Jede fünfte Frau in der Schweiz erlebte einen ungewollten sexuellen Übergriff

22 Prozent der Frauen, die in der Schweiz wohnen, sind laut eigenen Aussagen ungewollten, sexuellen Handlungen ausgesetzt gewesen. Und etwa die Hälfte davon geben an den Vorfall für sich behalten zu haben. Und das ist nur die Spitze des Eisbergs: die Dunkelziffer ist wahrscheinlich gewaltig. Die Daten zeigen, dass für viele Frauen sexuelle Belästigung ein alltägliches Phänomen ist. Die Gründe gegen die Kontaktaufnahme mit der Polizei sind verschieden. Die häufigsten sind Scham, ein Gefühl der Chancenlosigkeit und eine Angst, dass einem kein Glaube geschenkt wird.
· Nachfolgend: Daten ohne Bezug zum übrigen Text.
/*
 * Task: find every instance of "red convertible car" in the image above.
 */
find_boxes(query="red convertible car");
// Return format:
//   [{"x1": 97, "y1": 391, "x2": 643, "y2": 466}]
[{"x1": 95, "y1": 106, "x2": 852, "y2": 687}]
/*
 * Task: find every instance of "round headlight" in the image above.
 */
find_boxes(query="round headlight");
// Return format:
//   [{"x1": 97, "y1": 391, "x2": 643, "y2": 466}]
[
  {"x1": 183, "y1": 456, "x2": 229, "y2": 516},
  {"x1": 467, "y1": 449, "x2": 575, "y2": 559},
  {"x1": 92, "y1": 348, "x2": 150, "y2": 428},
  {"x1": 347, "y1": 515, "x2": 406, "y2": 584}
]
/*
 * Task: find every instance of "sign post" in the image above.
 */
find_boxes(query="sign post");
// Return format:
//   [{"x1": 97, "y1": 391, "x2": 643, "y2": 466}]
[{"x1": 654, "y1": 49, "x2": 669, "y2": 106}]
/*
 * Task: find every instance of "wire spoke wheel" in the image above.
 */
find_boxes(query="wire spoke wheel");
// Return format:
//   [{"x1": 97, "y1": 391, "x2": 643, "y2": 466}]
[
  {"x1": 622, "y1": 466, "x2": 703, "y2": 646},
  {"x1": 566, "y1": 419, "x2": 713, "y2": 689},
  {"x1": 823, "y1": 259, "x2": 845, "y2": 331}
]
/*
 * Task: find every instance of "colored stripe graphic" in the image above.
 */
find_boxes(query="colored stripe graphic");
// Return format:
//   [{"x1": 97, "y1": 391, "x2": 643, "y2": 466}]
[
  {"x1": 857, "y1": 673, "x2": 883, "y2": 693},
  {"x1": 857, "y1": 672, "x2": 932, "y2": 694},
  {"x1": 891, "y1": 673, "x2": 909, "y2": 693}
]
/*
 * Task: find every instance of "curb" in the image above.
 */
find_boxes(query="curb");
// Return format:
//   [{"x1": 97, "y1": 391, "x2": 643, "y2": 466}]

Die Chance, sexuell belästigt zu werden ist für Männer geringer. Eins von zehn Vergewaltigungsopfern ist männlich. Für junge Männer ist dabei die Gefahr fünf mal so gross (Männer im Alter von 18 bis 24). Auch hier ist die Dunkelziffer wahrscheinlich sehr hoch. Diese Daten über männliche Opfer stammen aus einer US-Amerikanischen Quelle.

In der Schweiz können Männer nicht vergewaltigt werden

Das Strafgesetzbuch der Schweiz wird von Expert:innen als veraltet angesehen. Laut dem Schweizer Gesetz wird für eine Vergewaltigung eine Nötigung vorausgesetzt, daher muss sich das Opfer indirekt zur Wehr setzen. Somit zieht das Gesetz Schockzustände und Lähmungen nicht in Betracht. Zusätzlich können Männer, gesetzlich gesehen, nicht vergewaltigt werden, da nur weibliche Personen erwähnt werden (Art. 190 StGB). Wird ein Mann sexuell missbraucht geltet das als sexuelle Nötigung (Art. 189 StGB). Das Problem dabei ist: die Mindeststrafe von sexueller Nötigung ist tiefer als die von Vergewaltigung.

Wie man Überlebende sexueller Gewalt unterstützt

Viele Opfer sexueller Gewalt schämen sich für das Geschehene. Daher ist es wichtig zu verstehen, dass sie in keinem Fall Schuld tragen. Männliche Opfer stellen sich Herausforderungen, die es ihnen erschweren ihre Bürden zu teilen. Wie in diesem Beitrag besprochen, führen Stereotypen über Maskulinität und die Verharmlosung von sexueller Gewalt zu dem Glauben, dass der sexuelle Missbrauch von Männern gar nicht möglich ist.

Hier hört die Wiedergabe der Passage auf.